When reading "Human, All too Human", you will recognize Nietzsche's shortcomings. His distrust of women is evident. His insecurity with the rapid advancement of technology and communications in his time clouded his thinking. But we should be forgiving of these errors. Judge not, lest you be judged. Nietzsche, like all of us, was human. He too, like so many of us do, embraced false symbols of power (religion, militarism) in his younger days. He was, after all, the son of a Lutheran clergyman and joined the army as an ambulance orderly during the Franco-Prussian War. Fortunately for posterity, Nietzsche possessed the intellectual fortitude to recognize these errors and bring them to light in his writings.

In "Human, All too Human", Nietzsche proves his remarkable ability to examine mankind like a crude specimen under a microscope. He stumbled along the way, but at least he mustered this courage. Isn't that all we can hope to be in this life? A little more human?

Rating: 5
Summary: So timely, most of it seems to be about 1999.
Comment: In this book, actually an anthology of three books, Nietzsche anticipates and comments upon social, cultural, political and psychological issues most of which are still current and troubling. A central theme is the human tendency to look for comfort, stability, and easy answers. He seemed to foresee that this tendency would become even more maladaptive as the pace of change increased, than it was in his own time. He offers an analysis of its causes, and a treatment, in the form of a relentless series of verbal shock-treatments, delivered in one-half to one page essays. The reader is constantly stimulated to take another look at issues that he thought he had settled.

Another issue for Nietzsche is the examination of the appropriate roles for science and art in human development. Anticipating contemporary thinking,he proposes that the brain has two competing/complementary functions. One, whose main product is science, brings an immediate sense of power to be able to understand what was not understood before, and what is not understood by many others. As an after-effect, however, it brings a sense of despair and depression, that previously-held illusions have been destroyed. The other half of the brain, the artistic sense, which he also calls the will to falsehood (not in a negative sense)presents possibilities, creative syntheses, or holistic images.
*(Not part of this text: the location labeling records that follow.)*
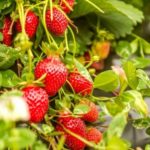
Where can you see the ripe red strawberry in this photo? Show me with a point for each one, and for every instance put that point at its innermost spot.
(93, 113)
(7, 36)
(56, 74)
(31, 24)
(75, 125)
(94, 135)
(59, 23)
(80, 84)
(65, 7)
(37, 100)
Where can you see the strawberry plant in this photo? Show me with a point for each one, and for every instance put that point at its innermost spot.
(66, 66)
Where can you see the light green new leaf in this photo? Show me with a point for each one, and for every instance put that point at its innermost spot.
(124, 49)
(116, 143)
(81, 109)
(118, 16)
(130, 71)
(21, 138)
(8, 56)
(8, 79)
(107, 81)
(83, 70)
(141, 62)
(136, 101)
(117, 125)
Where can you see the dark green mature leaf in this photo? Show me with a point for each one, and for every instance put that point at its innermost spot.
(8, 79)
(8, 56)
(107, 81)
(130, 71)
(118, 16)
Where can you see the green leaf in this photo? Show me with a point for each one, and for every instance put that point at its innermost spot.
(1, 36)
(8, 79)
(81, 109)
(145, 45)
(107, 81)
(144, 81)
(114, 108)
(38, 145)
(141, 123)
(147, 147)
(116, 143)
(136, 101)
(47, 129)
(39, 35)
(21, 138)
(140, 62)
(124, 49)
(83, 70)
(130, 71)
(116, 14)
(8, 56)
(148, 130)
(117, 125)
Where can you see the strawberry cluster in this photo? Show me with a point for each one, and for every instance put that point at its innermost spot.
(54, 76)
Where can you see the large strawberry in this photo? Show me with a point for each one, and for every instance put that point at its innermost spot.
(31, 24)
(6, 31)
(56, 22)
(75, 125)
(64, 5)
(56, 73)
(94, 135)
(37, 100)
(93, 113)
(80, 84)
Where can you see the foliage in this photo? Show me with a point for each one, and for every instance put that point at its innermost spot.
(122, 88)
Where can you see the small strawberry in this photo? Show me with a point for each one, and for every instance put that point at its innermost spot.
(31, 24)
(93, 113)
(80, 84)
(94, 135)
(58, 24)
(37, 100)
(64, 5)
(7, 36)
(75, 125)
(56, 74)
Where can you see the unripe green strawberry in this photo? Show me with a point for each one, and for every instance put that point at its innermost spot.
(7, 36)
(75, 125)
(56, 74)
(31, 24)
(37, 100)
(58, 24)
(80, 84)
(94, 135)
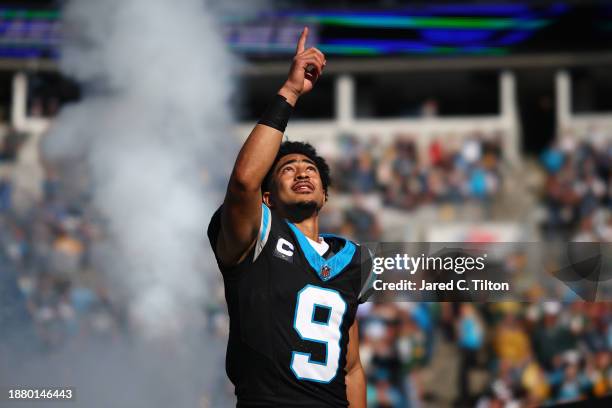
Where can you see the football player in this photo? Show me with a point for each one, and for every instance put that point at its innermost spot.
(292, 292)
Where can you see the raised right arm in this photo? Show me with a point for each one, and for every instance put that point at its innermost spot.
(241, 212)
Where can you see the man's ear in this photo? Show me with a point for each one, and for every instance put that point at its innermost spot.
(267, 199)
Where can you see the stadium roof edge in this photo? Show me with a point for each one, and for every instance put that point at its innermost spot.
(381, 65)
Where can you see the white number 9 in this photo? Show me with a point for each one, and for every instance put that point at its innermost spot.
(326, 333)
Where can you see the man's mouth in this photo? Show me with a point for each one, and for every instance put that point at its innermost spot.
(303, 187)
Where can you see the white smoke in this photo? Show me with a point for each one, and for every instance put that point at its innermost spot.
(155, 112)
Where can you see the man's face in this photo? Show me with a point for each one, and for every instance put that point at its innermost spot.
(296, 181)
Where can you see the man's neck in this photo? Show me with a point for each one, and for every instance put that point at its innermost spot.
(309, 227)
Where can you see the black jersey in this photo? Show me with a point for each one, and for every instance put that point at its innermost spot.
(290, 312)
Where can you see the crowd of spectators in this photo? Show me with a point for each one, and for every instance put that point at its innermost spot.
(578, 190)
(452, 171)
(528, 354)
(48, 254)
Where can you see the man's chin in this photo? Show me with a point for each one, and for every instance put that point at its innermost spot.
(303, 208)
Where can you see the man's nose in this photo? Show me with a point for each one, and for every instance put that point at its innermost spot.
(302, 174)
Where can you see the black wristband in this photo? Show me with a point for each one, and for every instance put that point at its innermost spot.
(277, 114)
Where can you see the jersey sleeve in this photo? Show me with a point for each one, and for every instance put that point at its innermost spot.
(367, 275)
(214, 228)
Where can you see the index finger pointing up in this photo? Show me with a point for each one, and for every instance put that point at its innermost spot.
(302, 41)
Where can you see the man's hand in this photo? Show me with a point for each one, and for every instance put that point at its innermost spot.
(306, 68)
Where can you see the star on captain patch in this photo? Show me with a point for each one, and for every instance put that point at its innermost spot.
(325, 271)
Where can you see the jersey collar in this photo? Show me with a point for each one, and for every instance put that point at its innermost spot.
(326, 269)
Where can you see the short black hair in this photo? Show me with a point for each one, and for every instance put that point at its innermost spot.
(305, 149)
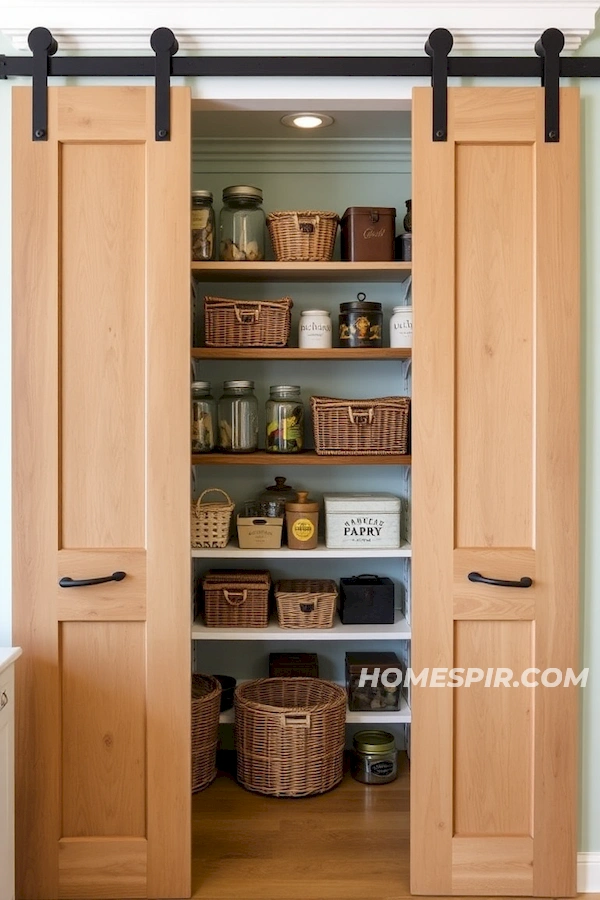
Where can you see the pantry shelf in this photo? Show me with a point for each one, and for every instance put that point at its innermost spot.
(399, 631)
(301, 271)
(232, 551)
(306, 458)
(256, 353)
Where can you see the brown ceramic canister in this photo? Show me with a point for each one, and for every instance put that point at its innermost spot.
(302, 519)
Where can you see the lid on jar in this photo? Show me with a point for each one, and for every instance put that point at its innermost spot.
(374, 741)
(242, 190)
(302, 504)
(202, 195)
(227, 385)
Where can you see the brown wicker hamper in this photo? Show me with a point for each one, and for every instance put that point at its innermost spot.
(360, 427)
(206, 704)
(306, 603)
(289, 735)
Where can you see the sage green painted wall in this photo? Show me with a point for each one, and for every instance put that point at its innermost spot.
(590, 737)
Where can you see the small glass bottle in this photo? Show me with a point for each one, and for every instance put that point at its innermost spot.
(238, 417)
(204, 415)
(242, 224)
(203, 226)
(285, 419)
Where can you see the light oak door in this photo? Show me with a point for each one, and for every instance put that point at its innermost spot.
(101, 485)
(495, 491)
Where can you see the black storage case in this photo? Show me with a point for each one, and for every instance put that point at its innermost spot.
(367, 600)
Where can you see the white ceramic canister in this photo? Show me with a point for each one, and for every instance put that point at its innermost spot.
(401, 327)
(315, 331)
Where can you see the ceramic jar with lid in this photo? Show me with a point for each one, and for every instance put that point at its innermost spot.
(242, 224)
(361, 323)
(315, 330)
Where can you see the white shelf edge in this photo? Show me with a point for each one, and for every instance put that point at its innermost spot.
(399, 631)
(322, 552)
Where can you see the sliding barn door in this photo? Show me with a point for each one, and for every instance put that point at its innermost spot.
(101, 485)
(495, 490)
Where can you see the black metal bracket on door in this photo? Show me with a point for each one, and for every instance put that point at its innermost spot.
(165, 46)
(438, 46)
(42, 45)
(549, 49)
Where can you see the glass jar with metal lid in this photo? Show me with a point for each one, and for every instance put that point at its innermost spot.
(242, 224)
(204, 416)
(285, 419)
(203, 226)
(374, 757)
(238, 417)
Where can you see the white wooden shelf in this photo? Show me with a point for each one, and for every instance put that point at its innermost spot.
(399, 631)
(232, 551)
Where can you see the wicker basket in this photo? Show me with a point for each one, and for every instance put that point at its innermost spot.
(211, 522)
(304, 236)
(306, 603)
(247, 323)
(206, 705)
(289, 735)
(236, 599)
(360, 427)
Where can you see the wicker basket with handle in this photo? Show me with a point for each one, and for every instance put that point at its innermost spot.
(247, 323)
(206, 704)
(304, 236)
(211, 521)
(289, 735)
(360, 427)
(306, 603)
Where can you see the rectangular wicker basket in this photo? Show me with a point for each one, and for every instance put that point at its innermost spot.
(304, 236)
(247, 323)
(306, 603)
(360, 427)
(236, 599)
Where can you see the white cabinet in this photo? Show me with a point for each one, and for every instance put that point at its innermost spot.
(7, 780)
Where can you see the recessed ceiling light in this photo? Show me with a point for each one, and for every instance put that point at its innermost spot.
(307, 120)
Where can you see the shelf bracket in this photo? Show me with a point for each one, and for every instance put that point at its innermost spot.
(165, 46)
(438, 46)
(42, 45)
(549, 48)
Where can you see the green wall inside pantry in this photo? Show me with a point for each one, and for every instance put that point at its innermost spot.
(589, 839)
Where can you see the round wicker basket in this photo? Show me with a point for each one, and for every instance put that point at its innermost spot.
(206, 705)
(289, 735)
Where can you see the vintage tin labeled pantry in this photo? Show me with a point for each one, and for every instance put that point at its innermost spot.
(119, 309)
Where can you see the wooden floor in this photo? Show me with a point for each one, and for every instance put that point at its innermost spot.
(349, 844)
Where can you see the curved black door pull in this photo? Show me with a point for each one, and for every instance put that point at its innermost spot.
(84, 582)
(499, 582)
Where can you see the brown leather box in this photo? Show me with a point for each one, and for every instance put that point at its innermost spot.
(368, 233)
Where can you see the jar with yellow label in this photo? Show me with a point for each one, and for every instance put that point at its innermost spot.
(302, 519)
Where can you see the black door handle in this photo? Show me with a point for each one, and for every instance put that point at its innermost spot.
(84, 582)
(499, 582)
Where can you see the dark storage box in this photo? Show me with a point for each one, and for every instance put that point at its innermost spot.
(367, 600)
(384, 693)
(293, 665)
(368, 233)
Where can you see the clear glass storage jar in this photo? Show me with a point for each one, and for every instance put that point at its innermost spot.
(204, 416)
(242, 224)
(203, 226)
(238, 417)
(285, 419)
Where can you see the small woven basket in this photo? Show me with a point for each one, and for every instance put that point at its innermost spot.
(211, 522)
(206, 705)
(247, 323)
(360, 427)
(305, 236)
(289, 735)
(306, 603)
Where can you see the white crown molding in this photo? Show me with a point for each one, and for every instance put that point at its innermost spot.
(299, 26)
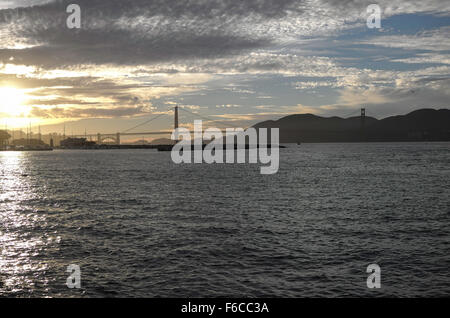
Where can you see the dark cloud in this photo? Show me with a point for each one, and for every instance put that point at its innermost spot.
(59, 112)
(138, 32)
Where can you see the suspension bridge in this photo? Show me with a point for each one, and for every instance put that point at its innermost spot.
(115, 138)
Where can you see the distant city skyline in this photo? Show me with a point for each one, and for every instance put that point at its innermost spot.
(132, 60)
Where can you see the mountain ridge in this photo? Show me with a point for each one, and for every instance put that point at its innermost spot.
(424, 124)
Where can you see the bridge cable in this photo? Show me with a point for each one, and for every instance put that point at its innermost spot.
(209, 119)
(144, 123)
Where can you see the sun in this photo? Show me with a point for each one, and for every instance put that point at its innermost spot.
(12, 102)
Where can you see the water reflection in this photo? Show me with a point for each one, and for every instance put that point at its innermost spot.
(21, 227)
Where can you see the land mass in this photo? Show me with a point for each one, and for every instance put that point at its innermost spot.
(419, 125)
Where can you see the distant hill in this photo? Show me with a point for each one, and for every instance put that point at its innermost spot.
(419, 125)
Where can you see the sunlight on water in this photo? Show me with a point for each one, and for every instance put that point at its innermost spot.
(20, 244)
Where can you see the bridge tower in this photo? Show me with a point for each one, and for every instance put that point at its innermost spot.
(363, 117)
(176, 118)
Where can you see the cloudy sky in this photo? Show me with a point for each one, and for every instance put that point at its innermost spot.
(239, 62)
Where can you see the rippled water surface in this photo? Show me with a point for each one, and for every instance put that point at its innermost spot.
(139, 225)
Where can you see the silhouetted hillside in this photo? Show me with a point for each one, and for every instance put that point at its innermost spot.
(420, 125)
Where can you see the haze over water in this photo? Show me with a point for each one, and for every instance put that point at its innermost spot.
(139, 225)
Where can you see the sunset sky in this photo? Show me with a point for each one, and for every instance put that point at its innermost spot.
(237, 61)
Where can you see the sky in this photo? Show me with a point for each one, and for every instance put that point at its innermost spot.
(237, 62)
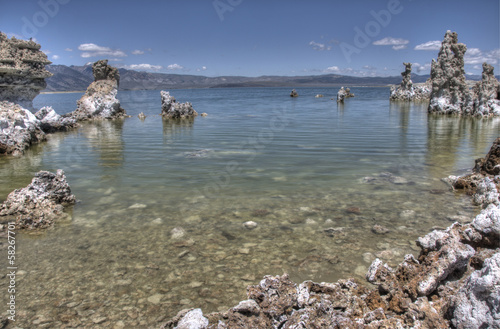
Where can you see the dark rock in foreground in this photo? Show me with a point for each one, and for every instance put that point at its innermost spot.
(454, 282)
(99, 101)
(173, 110)
(407, 91)
(40, 203)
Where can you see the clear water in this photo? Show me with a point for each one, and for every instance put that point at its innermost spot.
(296, 166)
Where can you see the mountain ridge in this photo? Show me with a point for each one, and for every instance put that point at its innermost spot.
(77, 78)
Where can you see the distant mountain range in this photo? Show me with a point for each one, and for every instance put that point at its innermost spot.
(77, 78)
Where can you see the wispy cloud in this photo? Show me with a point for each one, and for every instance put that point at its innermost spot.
(143, 67)
(175, 67)
(93, 50)
(429, 45)
(475, 56)
(319, 46)
(396, 43)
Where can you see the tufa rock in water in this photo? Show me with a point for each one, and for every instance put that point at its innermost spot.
(99, 101)
(450, 93)
(487, 93)
(173, 110)
(343, 94)
(407, 91)
(22, 71)
(40, 203)
(51, 122)
(19, 128)
(454, 282)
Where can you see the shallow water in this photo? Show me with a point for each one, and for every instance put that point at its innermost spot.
(296, 166)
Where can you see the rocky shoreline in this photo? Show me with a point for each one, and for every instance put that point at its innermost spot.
(453, 283)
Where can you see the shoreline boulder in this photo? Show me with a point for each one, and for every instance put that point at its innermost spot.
(407, 91)
(99, 101)
(22, 71)
(19, 129)
(172, 110)
(40, 203)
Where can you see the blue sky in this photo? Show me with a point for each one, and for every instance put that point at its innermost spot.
(256, 37)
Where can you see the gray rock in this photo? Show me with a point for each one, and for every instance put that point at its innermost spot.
(19, 128)
(22, 71)
(450, 93)
(99, 101)
(407, 91)
(171, 109)
(477, 302)
(487, 93)
(41, 202)
(51, 122)
(194, 319)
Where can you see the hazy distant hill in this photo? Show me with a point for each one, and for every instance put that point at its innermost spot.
(77, 78)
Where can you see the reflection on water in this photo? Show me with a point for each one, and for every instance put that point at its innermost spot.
(159, 226)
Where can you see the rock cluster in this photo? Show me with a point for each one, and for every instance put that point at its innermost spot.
(173, 110)
(487, 93)
(343, 94)
(407, 91)
(22, 70)
(19, 128)
(450, 92)
(454, 282)
(99, 101)
(40, 203)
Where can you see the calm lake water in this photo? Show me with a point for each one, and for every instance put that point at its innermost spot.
(159, 222)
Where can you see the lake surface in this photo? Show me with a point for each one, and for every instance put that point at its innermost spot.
(159, 222)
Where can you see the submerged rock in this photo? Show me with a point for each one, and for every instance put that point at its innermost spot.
(454, 282)
(487, 93)
(19, 128)
(407, 91)
(40, 203)
(22, 71)
(450, 93)
(51, 122)
(343, 94)
(99, 101)
(171, 109)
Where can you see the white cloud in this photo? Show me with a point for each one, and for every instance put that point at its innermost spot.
(429, 45)
(144, 67)
(389, 41)
(175, 67)
(475, 56)
(399, 47)
(93, 50)
(319, 46)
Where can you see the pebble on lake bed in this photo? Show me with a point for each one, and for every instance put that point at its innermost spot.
(250, 225)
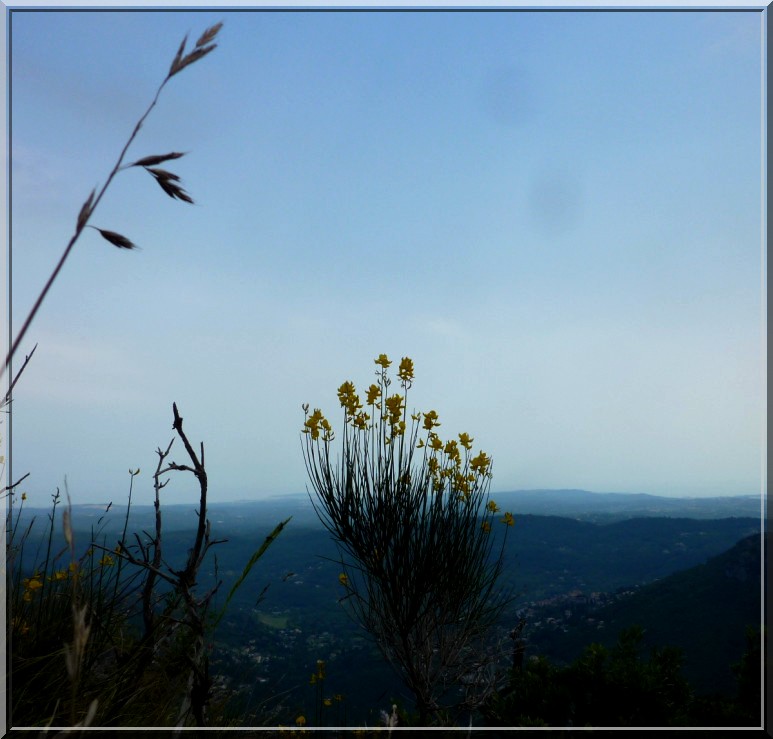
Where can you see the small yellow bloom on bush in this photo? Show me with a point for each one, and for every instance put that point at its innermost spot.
(360, 421)
(452, 450)
(32, 583)
(314, 421)
(430, 420)
(394, 404)
(405, 373)
(374, 393)
(349, 399)
(480, 463)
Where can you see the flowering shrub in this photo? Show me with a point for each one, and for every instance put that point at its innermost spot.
(411, 515)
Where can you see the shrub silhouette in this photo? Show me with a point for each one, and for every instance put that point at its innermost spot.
(412, 518)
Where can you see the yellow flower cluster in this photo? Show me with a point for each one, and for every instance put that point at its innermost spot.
(349, 399)
(31, 584)
(405, 373)
(316, 421)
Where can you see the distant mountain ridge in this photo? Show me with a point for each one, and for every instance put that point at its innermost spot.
(709, 604)
(572, 503)
(601, 507)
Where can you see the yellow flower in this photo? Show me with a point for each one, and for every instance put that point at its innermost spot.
(32, 583)
(452, 450)
(394, 405)
(348, 398)
(480, 463)
(430, 420)
(360, 421)
(312, 423)
(405, 373)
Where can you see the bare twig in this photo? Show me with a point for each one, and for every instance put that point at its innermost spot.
(89, 206)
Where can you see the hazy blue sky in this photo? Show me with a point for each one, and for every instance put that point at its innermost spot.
(557, 215)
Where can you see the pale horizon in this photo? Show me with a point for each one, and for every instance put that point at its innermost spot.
(558, 216)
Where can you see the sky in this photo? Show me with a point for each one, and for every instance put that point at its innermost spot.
(556, 215)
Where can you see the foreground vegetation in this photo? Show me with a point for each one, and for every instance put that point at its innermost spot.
(117, 631)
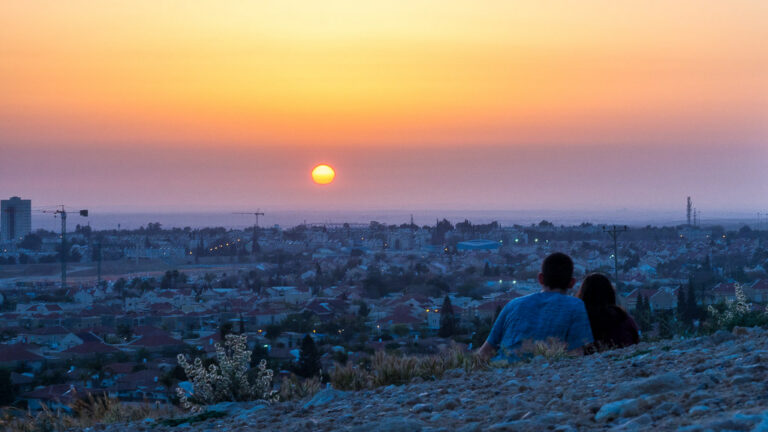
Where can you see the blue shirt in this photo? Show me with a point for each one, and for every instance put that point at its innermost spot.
(537, 317)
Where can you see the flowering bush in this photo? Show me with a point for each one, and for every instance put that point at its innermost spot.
(226, 379)
(737, 312)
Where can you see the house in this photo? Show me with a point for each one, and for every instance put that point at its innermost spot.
(664, 299)
(401, 314)
(288, 294)
(758, 291)
(723, 292)
(57, 396)
(13, 356)
(51, 337)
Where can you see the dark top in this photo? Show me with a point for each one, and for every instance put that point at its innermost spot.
(612, 327)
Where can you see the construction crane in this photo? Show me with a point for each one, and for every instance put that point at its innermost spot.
(61, 211)
(255, 248)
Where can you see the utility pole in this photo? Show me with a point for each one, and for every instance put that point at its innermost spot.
(98, 265)
(61, 211)
(255, 248)
(614, 232)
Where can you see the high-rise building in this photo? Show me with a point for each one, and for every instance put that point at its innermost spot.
(15, 219)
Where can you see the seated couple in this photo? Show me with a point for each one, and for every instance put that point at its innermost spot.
(590, 321)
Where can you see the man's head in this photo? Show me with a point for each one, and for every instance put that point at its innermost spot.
(557, 272)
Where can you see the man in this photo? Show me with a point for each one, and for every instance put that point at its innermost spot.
(538, 317)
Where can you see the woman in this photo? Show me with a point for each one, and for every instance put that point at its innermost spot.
(612, 327)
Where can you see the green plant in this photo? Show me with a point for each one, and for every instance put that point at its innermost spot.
(350, 377)
(292, 388)
(226, 379)
(552, 349)
(736, 312)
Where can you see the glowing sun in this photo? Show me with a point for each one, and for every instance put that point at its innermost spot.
(323, 174)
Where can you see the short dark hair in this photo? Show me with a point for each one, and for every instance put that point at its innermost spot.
(557, 271)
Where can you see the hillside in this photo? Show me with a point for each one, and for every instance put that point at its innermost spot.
(708, 383)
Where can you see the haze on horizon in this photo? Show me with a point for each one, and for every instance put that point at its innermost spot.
(140, 106)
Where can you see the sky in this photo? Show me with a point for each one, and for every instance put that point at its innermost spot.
(149, 105)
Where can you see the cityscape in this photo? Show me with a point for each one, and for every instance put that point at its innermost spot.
(403, 216)
(114, 313)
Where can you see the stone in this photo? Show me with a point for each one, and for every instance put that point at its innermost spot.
(419, 408)
(510, 426)
(392, 425)
(721, 336)
(652, 385)
(448, 403)
(698, 410)
(324, 397)
(635, 424)
(621, 408)
(741, 379)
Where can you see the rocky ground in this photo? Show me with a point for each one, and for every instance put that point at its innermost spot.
(709, 383)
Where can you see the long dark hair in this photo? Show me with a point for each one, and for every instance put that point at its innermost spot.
(604, 314)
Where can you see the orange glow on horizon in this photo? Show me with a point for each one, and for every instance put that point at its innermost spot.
(323, 174)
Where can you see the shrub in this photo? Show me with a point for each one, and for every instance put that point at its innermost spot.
(386, 368)
(737, 312)
(226, 379)
(552, 349)
(350, 377)
(292, 387)
(83, 413)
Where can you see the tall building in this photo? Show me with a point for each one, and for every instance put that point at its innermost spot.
(15, 219)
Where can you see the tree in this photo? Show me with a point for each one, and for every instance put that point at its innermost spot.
(364, 310)
(682, 305)
(309, 358)
(124, 331)
(447, 319)
(31, 242)
(259, 352)
(7, 393)
(224, 330)
(692, 308)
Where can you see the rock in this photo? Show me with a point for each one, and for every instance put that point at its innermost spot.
(639, 423)
(454, 373)
(469, 427)
(740, 331)
(392, 425)
(652, 385)
(721, 336)
(741, 379)
(621, 408)
(324, 397)
(419, 408)
(448, 403)
(510, 426)
(698, 410)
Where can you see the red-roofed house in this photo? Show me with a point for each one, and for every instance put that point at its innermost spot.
(12, 356)
(758, 291)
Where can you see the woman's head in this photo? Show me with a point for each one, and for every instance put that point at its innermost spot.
(596, 290)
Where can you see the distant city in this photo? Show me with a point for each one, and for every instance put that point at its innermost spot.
(110, 310)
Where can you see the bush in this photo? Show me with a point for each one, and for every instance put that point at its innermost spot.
(226, 379)
(737, 312)
(386, 368)
(292, 388)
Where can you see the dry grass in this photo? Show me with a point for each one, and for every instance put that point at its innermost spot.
(85, 412)
(292, 388)
(350, 377)
(551, 349)
(387, 369)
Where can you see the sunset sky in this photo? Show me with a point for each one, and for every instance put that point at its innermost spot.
(223, 105)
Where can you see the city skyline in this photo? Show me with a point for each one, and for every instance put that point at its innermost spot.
(427, 105)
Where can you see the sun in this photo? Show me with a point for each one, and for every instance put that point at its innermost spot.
(323, 174)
For Nietszche,human evolution proceeds by each individual maximizing the potential of each part of his brain, constantly generating new creative ideas, and then subjecting them to relentless analysis and criticism. This is the method Nietszche himself uses. He warns, however, that it requires incredible energy and strength to constantly be aware of and examine one's basic assumptions. Many who try will fall, (as Nietszche himself did) but, anticipating Darwin, he describes a process whereby the strongest, those most capable of enduring physical and psychological adversity, are the ones who survive and pass on the benefits of their growth.

Read this book if you are feeling depressed, read it if you are feeling strong, read it if you are feeling bored, read it if you are feeling overstressed, read it if you want a really good time, read it one page per day, read it all at once, read it in your own way, but my recommendation is READ IT.

Rating: 5
Summary: One of the funnest books ever written
Comment: Nietzsche is always fun in all of his writings, and this book is one of his best in this regard. It is better than morning coffee in stimulating the mind, and one cannot read it without frequent chuckles. One can only wonder if Nietzsche would have been as personable in real life as he is in this book. One can say with certainty though that Freud was right in stating that Nietzsche new more about himself than most any other human being...but also, he knew more about other humans than perhaps any other human being. Nietzsche incites the reader to recklessness, and this gives the book its value. Everyone needs free play: a run up the steps of Ephesus. The Nietzschean project of drunken Dionysian ecstacy can be accomplished by the perusal of the written word: this book is ample proof of that.